– Daniel Bodenski, Director of Strategic Solutions, Electronic Environments Corporation, says:
When analyzing the effectiveness of a data center, one of the most critical components to consider is Power Usage Efficiency (PUE), a metric used across the board by mission-critical facility implementation teams, data center owners and operators, and C-level executives to assess a data center’s current and potential energy efficiency. When used properly, this information can be leveraged to produce a stronger, more efficient mission-critical environment, gain a deeper understanding of competition, and open the door to exploring options for added efficiency improvements such as data center renovations, new builds, or migrations to the cloud or a third-party service provider. In order for a facility to both evolve and adapt to ever-changing industry climates and customer demands, a deep understanding of what lies under the hood is vital to its success, and data center PUE is no exception.
PUE is by definition the ratio of total energy consumption of a data center including all fuels, divided by the total energy consumption of IT equipment. It was first developed by the Green Grid Association in 2007 and quickly became the go-to metric adopted globally to definitively measure and track data center energy efficiency. Originally designed as an end-user tool to assist data center operators, today PUE has been implemented throughout all facets of a facility, providing many benefits to data center owners and operators for the duration of a data center’s lifecycle. Since PUE is such a versatile tool, understanding how to properly use it with respect to the different stages and segments of a facility’s lifecycle is an important step to reaping the highest capacity of its benefits.
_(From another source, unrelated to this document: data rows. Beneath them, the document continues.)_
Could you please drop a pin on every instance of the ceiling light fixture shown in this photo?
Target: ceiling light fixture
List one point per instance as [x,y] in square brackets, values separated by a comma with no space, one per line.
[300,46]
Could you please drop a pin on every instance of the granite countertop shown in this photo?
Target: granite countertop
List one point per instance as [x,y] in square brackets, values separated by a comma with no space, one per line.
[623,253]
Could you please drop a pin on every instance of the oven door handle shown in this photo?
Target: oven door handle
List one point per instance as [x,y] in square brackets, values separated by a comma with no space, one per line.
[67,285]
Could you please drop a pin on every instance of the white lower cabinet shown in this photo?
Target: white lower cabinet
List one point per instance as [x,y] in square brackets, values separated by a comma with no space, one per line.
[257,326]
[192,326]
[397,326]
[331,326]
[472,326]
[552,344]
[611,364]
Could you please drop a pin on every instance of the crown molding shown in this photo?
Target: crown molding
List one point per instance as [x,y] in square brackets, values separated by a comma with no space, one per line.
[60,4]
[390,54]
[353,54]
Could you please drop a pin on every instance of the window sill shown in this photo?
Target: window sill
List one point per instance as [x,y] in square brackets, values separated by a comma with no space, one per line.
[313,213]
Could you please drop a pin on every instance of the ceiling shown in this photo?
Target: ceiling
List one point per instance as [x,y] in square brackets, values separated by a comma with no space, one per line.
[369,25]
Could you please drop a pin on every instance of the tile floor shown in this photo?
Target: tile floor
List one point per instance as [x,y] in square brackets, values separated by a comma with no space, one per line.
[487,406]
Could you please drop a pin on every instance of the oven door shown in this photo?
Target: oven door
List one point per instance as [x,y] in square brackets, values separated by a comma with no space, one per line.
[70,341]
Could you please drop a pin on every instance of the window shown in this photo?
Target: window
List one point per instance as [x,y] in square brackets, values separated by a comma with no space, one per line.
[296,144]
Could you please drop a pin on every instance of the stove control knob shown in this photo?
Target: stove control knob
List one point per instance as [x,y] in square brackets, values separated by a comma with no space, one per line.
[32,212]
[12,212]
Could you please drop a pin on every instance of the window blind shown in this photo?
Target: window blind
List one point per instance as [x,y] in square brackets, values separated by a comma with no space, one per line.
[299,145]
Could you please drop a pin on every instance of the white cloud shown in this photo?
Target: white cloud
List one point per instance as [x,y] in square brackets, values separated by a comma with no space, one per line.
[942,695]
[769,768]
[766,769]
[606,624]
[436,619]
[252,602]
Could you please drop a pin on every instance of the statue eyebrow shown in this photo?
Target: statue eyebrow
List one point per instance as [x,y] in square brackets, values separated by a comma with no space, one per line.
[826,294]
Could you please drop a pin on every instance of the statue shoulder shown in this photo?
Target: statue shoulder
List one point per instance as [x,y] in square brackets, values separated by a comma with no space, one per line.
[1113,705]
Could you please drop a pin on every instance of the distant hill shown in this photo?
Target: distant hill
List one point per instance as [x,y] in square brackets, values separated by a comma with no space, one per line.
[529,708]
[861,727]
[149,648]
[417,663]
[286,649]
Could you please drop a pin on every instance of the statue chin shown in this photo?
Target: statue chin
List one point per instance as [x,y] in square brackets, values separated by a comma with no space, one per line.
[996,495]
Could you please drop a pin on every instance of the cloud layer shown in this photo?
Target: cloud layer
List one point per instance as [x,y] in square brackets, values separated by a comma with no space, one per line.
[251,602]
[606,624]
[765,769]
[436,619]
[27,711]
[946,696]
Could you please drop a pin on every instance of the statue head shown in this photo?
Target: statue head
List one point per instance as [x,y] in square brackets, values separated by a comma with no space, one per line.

Below, we will provide insight into how some of the key stakeholders in the data center’s lifecycle, including designers, operators and C-suite executives, view the importance of PUE and how each party uses PUE to satisfy their demands and the demands of their customers.
When designing a data center, those in charge of creating a plan that is elegantly simple yet highly effective are faced with a difficult task. The design features must drive energy efficiency and innovation, while upholding maximum uptime and simultaneously protecting against outage threats. Through the use of PUE metrics, a balanced approach can be developed with clearer insight into how a data center will eventually perform, making it easier to implement a fresh, energy efficient mechanical/electrical system.
Utilizing environmental factors as well as documented, low-risk strategies such as increasing the supply air temperature and/or chilled water temperatures are some of the ways that many designers effectively save overhead costs on energy every day. To produce optimal results, the design team should adhere to Green Grid’s PUE definition of components during design and analysis and properly define source energy to ensure their initial calculations will match ultimate operational results. With PUE in mind, designers have the right information and knowledge to expertly select the best options for reduction of overall mechanical system energy use, while reducing risks to uptime.
In today’s industry, a data center’s operations team is under immense pressure to reduce energy usage through solutions that not only yield the highest level of results, but fit within the framework of a live, operational facility. Though PUE is incredibly important to the operations team, their primary tasks are geared towards ensuring maximum availability for all critical infrastructure and management of real-time data center planning activities. As a key performance indicator metric for operations teams, PUE is used to report the overall effectiveness of the data center to management on a regular basis. By understanding what is currently happening in regards to energy usage, operators have the opportunity to determine new and effective ways of reducing power loss, while concurrently using PUE to justify the energy savings measures taken.
According to the Green Grid, there are three separate levels for measuring PUE, each providing a unique value proposition:
- Level 1, also referred to as “basic” measurement, allows for IT equipment energy measurement at Uninterruptible Power Supply (UPS) output on a weekly or monthly basis;
- Conversely, level 2, or intermediate measurement, allows for IT equipment energy to be measured at Power Distribution Unit (PDU) outputs;
- Finally, level 3 is regarded as the most accurate form of measurement, requiring a high level of technology coordination, data collection, and human interaction. For this level of accuracy, facilities may install PUE measuring devices such as a kWh meter with the help of an experienced firm that is fully capable of installing the equipment and working in a live data center environment.
C-level data center executives view PUE as a significant factor affecting and influencing the effectiveness of the facility’s overall IT strategy. For example, Total Cost of Ownership (TCO) is a key metric used by executives to evaluate strategies to operate within an enterprise data center, a third-party colocation facility, or cloud provider. While energy usage typically makes up more than half of total operational costs within a data center, C-level executives regard technology infrastructure and associated labor as the main contribution to TCO, and the energy efficiency portion (and associated PUE) at roughly 8 to 15 percent of the TCO. Additionally, within a typical data center setting, a CIO regards PUE as a main Key Performance Indicator (KPI) and requires regular monitoring of these levels for presentation to corporate clients or as a metric to potential third-party customers.
By understanding the different professional perspectives of PUE, you can see that this one, simple metric can be highly impactful in many facets of a mission-critical facility. Through combined efforts from key stakeholders in the data center’s lifecycle, understanding and using PUE can mean the difference between a facility that produces continuous long-term success and one that just falls short.